O Ministro Edson Fachin, em decisão interlocutória, dissertou sobre o art. 20, afirmando que tal dispositivo homenageia o consequencialismo jurídico como corolário do princípio da segurança jurídica. Leciona também, citando Floriano de Azevedo Marques e Rafael Véras de Freiras que o dispositivo em questão instaura um devido processo legal decisório.
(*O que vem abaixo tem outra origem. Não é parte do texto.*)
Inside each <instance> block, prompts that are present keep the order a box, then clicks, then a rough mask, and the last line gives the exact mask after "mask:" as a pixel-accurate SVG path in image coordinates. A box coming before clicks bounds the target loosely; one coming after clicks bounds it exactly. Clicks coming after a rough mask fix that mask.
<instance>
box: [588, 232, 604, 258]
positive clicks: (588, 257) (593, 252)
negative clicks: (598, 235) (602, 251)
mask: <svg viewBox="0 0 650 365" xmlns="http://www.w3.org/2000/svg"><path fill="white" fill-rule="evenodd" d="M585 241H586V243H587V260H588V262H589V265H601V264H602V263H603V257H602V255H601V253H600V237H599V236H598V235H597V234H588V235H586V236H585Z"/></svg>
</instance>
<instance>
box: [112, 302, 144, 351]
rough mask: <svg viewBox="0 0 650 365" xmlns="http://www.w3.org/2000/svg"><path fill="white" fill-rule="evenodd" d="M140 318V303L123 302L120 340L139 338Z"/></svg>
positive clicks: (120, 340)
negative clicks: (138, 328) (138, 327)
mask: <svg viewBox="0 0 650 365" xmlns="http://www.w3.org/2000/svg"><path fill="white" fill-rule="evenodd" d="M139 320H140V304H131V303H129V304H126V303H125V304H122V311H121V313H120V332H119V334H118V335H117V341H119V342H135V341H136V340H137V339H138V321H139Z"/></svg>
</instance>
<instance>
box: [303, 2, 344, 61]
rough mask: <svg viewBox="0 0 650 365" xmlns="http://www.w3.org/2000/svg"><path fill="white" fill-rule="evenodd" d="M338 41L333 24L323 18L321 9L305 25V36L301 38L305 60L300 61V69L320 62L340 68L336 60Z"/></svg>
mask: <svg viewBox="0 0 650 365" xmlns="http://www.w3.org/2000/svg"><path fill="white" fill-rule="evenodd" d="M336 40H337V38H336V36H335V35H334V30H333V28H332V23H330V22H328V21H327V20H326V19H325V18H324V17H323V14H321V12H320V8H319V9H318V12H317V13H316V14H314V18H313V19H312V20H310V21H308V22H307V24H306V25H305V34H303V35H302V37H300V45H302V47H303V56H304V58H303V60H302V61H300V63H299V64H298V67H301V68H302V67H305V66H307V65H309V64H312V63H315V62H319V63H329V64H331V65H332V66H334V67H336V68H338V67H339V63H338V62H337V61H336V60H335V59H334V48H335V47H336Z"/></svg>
Confira:

“A despeito disso, na qualidade de Estado-Juiz, impende apontar que art. 20 do Decreto-Lei 4.657/1942, a Lei de Introdução às Normas do Direito Brasileiro, consolidou, em algum grau, no ordenamento jurídico o dever de obediência a prescrições emanadas do consequencialismo jurídico como corolário necessário do princípio da segurança jurídica e do interesse social.

Eis o teor do dispositivo supracitado:

“Art. 20. Nas esferas administrativa, controladora e judicial, não se decidirá com base em valores jurídicos abstratos sem que sejam consideradas as consequências práticas da decisão.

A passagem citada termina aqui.